タイトル【Mac OS 9シリーズ】「パッケージ」を作成してみるカテゴリーMac OS 9, Mac OS 9
作成日1999/11/1 15:22:1作成者新居雅行
Mac OS 9から新しく導入された「パッケージ」という仕組みがある。ファイルやフォルダがつまった1つのフォルダを、Finder上ではあたかも1つのアイコンとして、1つのファイルのように扱うことができる。中身がアプリケーションなら、パッケージ化したフォルダはあたかもアプリケーションのように扱える。ダブルクリックして起動したり、ドラッグ&ドロップが可能となるわけだ。
パッケージは、言わば特別なフォルダだ。そのために、フォルダ情報のフラグの使っていなかった1つのビットを利用する。フォルダをパッケージにするには、単にその1つのビットをセットするだけである。パッケージについては、以下のTechnoteに詳細が書かれてある。
http://developer.apple.com/ja/technotes/tn1188.html

フォルダをパッケージにしたり、あるいは戻すユーティリティは、アップルから配付されているサンプルプログラム「Package Tool」(以下のアドレス)にあるので、それを利用すれば良いだろう。おそらく、いずれはCodeWarriorでも自動的にパッケージ作成に対応するようになると思われるが、現状ではこうしたツールを利用して、独自にパッケージ化しなければならない。

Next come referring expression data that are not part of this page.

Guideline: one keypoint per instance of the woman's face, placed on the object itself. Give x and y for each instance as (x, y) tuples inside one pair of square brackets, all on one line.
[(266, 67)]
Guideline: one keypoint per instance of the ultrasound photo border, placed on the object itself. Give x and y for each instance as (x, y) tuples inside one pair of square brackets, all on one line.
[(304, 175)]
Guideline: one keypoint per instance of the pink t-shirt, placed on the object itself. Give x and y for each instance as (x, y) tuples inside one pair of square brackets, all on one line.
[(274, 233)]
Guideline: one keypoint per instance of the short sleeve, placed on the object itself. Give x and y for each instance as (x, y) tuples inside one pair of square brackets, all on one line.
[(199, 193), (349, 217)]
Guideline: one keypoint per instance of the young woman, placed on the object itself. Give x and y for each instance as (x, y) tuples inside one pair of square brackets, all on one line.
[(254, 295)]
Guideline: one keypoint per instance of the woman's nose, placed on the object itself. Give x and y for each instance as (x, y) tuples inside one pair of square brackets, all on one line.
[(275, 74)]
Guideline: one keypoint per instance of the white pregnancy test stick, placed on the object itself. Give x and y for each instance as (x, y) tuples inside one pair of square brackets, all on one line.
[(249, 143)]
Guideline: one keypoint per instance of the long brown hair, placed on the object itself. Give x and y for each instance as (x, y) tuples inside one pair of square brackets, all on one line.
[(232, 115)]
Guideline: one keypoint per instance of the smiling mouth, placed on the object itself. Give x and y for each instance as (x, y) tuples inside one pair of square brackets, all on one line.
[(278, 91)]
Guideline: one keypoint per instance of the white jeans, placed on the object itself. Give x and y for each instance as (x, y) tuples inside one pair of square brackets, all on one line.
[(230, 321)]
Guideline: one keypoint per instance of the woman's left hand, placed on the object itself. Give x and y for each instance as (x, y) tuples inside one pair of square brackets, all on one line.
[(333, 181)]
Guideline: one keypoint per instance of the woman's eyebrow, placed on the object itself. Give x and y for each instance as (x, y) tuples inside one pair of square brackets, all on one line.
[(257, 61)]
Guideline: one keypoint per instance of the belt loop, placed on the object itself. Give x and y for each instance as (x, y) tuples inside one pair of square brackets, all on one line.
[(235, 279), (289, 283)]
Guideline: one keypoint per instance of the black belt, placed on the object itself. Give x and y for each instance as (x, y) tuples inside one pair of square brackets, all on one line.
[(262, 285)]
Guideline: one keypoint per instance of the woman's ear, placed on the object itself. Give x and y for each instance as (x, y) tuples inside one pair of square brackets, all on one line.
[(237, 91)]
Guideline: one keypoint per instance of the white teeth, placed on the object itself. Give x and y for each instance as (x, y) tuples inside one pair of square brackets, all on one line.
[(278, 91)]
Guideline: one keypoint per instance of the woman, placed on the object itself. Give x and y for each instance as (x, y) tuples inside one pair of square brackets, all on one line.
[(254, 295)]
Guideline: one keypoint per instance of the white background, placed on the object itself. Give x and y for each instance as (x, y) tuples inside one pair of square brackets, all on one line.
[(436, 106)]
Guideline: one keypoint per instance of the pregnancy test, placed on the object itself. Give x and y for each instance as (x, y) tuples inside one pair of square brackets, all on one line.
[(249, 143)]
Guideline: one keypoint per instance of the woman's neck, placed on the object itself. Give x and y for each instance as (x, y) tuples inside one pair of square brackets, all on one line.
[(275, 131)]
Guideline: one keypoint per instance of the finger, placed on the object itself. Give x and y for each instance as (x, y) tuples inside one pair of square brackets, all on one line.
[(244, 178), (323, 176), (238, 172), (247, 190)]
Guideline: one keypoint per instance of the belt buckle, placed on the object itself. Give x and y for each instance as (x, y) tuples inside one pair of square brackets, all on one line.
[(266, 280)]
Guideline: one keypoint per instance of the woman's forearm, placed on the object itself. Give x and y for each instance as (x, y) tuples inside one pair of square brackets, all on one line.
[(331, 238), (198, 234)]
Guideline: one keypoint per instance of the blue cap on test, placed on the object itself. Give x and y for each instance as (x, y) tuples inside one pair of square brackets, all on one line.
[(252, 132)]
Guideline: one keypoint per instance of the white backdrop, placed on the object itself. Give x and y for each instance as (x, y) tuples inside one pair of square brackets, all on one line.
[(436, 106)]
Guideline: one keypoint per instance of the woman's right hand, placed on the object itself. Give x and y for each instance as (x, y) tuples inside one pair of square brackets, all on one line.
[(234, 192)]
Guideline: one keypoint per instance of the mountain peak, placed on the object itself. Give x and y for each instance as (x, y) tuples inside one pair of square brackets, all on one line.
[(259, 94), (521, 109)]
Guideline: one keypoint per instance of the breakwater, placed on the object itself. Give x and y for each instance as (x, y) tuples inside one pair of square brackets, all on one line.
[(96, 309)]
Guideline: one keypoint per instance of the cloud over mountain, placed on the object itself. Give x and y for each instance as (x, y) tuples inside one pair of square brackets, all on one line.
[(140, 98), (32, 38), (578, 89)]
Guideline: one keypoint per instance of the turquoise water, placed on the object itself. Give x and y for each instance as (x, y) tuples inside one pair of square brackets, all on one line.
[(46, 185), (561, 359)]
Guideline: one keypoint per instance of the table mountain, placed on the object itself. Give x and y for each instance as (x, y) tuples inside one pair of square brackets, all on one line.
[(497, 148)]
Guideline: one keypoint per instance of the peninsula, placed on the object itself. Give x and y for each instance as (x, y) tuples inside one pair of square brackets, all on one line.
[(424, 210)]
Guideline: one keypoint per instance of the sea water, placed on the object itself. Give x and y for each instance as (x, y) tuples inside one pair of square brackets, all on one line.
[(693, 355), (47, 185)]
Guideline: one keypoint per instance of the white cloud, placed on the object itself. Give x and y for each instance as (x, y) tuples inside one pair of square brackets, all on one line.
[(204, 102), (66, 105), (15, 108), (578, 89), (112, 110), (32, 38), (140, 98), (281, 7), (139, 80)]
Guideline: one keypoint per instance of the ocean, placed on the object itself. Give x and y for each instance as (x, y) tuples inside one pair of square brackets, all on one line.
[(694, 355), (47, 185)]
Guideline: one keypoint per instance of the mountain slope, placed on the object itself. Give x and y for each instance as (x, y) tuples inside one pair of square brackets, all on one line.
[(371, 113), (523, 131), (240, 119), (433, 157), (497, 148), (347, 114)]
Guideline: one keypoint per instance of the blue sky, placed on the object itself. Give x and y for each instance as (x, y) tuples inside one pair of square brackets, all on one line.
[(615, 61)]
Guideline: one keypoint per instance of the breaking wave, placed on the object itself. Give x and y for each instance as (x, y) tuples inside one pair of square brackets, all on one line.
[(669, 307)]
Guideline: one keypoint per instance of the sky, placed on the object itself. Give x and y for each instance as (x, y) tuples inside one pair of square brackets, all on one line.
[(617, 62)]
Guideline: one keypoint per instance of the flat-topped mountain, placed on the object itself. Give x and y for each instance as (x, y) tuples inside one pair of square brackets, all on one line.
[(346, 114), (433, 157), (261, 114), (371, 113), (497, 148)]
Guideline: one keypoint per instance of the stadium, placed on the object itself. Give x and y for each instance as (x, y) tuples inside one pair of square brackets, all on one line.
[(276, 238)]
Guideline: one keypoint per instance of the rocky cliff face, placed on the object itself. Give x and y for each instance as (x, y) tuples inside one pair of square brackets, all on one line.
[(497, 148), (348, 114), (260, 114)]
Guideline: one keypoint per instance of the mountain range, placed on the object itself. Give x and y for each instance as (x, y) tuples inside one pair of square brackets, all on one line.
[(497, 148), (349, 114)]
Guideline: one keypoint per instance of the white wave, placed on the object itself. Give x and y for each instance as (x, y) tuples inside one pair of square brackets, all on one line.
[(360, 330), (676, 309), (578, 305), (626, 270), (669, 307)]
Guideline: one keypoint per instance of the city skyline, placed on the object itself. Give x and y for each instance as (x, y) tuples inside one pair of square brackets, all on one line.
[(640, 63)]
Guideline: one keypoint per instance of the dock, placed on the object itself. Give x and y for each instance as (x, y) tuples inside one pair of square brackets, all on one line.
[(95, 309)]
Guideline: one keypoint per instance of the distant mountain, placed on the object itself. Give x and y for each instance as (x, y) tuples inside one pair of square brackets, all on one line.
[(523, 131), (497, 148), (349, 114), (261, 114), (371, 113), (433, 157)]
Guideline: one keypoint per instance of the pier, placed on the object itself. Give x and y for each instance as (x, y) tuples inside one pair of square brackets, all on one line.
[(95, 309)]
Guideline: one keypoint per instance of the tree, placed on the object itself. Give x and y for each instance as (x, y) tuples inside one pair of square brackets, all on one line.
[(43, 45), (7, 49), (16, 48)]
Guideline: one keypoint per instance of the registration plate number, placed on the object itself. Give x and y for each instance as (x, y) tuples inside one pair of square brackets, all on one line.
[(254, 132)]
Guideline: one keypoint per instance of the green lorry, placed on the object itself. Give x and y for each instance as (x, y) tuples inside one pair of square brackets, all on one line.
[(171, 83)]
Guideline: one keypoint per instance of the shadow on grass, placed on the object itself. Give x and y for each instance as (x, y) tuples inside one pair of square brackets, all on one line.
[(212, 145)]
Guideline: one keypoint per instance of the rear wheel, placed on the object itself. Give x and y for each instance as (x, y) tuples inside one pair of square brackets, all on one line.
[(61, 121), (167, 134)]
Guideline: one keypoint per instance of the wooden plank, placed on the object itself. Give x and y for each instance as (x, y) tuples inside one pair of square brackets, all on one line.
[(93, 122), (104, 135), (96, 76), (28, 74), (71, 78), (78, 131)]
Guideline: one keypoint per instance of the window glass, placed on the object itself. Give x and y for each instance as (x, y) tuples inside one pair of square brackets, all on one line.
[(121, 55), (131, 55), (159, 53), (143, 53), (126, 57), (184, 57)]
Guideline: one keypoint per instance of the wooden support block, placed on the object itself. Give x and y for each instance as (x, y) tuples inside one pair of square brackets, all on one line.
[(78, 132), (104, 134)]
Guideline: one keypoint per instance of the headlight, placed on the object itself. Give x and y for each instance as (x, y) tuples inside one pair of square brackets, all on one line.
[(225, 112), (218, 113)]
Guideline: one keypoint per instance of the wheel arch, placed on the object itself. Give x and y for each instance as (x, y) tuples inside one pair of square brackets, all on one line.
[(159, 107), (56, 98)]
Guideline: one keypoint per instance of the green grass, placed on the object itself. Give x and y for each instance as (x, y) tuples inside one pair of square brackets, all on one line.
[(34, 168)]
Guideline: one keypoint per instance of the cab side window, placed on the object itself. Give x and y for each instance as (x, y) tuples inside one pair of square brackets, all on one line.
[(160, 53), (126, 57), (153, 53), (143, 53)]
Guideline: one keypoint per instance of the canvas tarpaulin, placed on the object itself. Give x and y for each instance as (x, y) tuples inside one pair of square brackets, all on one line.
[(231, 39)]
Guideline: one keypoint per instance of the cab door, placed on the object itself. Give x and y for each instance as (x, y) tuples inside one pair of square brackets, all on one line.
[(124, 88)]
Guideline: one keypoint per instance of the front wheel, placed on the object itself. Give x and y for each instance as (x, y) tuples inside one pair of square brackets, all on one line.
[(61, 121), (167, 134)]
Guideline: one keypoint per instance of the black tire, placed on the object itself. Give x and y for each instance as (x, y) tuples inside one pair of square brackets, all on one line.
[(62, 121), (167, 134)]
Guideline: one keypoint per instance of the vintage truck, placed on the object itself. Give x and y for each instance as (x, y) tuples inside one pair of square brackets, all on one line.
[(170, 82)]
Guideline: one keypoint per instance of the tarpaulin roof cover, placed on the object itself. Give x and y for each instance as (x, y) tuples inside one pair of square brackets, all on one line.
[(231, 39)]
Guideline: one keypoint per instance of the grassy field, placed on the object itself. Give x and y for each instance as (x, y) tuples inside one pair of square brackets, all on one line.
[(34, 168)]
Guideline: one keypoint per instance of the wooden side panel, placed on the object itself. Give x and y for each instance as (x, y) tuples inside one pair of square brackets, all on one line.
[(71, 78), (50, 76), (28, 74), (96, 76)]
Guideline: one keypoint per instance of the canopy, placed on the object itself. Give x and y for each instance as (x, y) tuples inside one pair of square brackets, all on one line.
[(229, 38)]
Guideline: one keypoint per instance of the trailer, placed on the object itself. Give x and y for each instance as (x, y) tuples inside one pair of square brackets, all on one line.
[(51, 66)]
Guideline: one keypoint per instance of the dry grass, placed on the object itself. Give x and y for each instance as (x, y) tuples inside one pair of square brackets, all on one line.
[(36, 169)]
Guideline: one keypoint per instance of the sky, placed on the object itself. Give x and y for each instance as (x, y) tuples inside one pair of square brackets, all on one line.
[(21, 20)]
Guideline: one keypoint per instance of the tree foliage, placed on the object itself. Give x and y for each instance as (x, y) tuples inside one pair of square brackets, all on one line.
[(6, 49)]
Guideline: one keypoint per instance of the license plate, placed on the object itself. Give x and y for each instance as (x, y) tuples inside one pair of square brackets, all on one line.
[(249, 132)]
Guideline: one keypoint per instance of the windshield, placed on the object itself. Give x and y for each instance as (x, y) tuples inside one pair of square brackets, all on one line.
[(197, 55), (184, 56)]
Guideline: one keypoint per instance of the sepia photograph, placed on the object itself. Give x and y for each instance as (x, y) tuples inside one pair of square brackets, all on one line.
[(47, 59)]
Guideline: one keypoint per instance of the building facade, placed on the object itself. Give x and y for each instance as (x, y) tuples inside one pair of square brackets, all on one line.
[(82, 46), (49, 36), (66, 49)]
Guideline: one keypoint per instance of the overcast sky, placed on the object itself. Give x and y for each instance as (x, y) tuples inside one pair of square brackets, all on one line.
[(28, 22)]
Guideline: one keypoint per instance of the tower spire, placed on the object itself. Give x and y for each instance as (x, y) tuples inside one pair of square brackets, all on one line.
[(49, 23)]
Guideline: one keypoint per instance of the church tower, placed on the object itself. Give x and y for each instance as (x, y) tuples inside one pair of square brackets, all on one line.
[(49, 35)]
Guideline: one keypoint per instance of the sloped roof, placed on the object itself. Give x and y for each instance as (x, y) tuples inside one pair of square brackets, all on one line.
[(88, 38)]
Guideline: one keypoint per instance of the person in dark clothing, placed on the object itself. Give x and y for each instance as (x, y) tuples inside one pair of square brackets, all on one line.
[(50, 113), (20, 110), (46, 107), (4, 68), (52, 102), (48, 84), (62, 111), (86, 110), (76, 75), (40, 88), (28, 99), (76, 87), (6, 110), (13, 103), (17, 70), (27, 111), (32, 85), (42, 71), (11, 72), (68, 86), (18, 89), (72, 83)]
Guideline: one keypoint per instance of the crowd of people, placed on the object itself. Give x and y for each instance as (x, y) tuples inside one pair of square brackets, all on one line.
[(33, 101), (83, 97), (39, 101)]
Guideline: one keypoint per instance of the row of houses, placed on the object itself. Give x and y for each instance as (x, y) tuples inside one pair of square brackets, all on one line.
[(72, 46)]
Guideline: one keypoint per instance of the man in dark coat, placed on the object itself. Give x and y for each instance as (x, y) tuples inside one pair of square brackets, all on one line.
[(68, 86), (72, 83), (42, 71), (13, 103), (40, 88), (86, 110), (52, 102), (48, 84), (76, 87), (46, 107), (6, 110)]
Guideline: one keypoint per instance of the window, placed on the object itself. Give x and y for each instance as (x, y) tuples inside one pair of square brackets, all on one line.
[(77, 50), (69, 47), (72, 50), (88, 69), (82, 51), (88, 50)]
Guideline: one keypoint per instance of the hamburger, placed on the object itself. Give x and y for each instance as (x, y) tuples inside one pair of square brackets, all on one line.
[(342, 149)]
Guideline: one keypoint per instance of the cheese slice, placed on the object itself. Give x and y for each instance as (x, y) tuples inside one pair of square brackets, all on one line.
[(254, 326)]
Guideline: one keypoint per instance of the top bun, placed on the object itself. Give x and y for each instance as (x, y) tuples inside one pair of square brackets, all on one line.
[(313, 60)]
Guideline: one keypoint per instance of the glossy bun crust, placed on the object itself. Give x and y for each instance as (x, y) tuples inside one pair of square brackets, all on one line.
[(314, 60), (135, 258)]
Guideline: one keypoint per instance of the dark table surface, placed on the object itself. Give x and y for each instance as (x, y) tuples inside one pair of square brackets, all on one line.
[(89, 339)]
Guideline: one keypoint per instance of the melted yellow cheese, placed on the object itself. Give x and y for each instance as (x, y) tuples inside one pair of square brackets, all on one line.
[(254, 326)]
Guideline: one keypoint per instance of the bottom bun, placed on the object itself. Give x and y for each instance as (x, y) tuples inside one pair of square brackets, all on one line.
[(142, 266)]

ftp://ftp.apple.com/developer/Sample_Code/Human_Interface_Toolbox/PackageTool.sit

まずはパッケージを作ってみよう。パッケージであるためには、フォルダの最上位レベルに、実行するアプリケーションのエイリアスがあればよい。基本的な要件はそれだけなのだ。つまり、わざわざパッケージ向けのアプリケーションを作る必要はなく、既存のアプリケーションでも、パッケージ化することができる。ここでは、FaceSpanで作ったアプリケーションを次のように、「ファイル名変更」フォルダに配置した。内部にappフォルダを作り、その中にアプリケーションを配置し、ルートレベルにはそのアプリケーションのエイリアスを作成しておいた。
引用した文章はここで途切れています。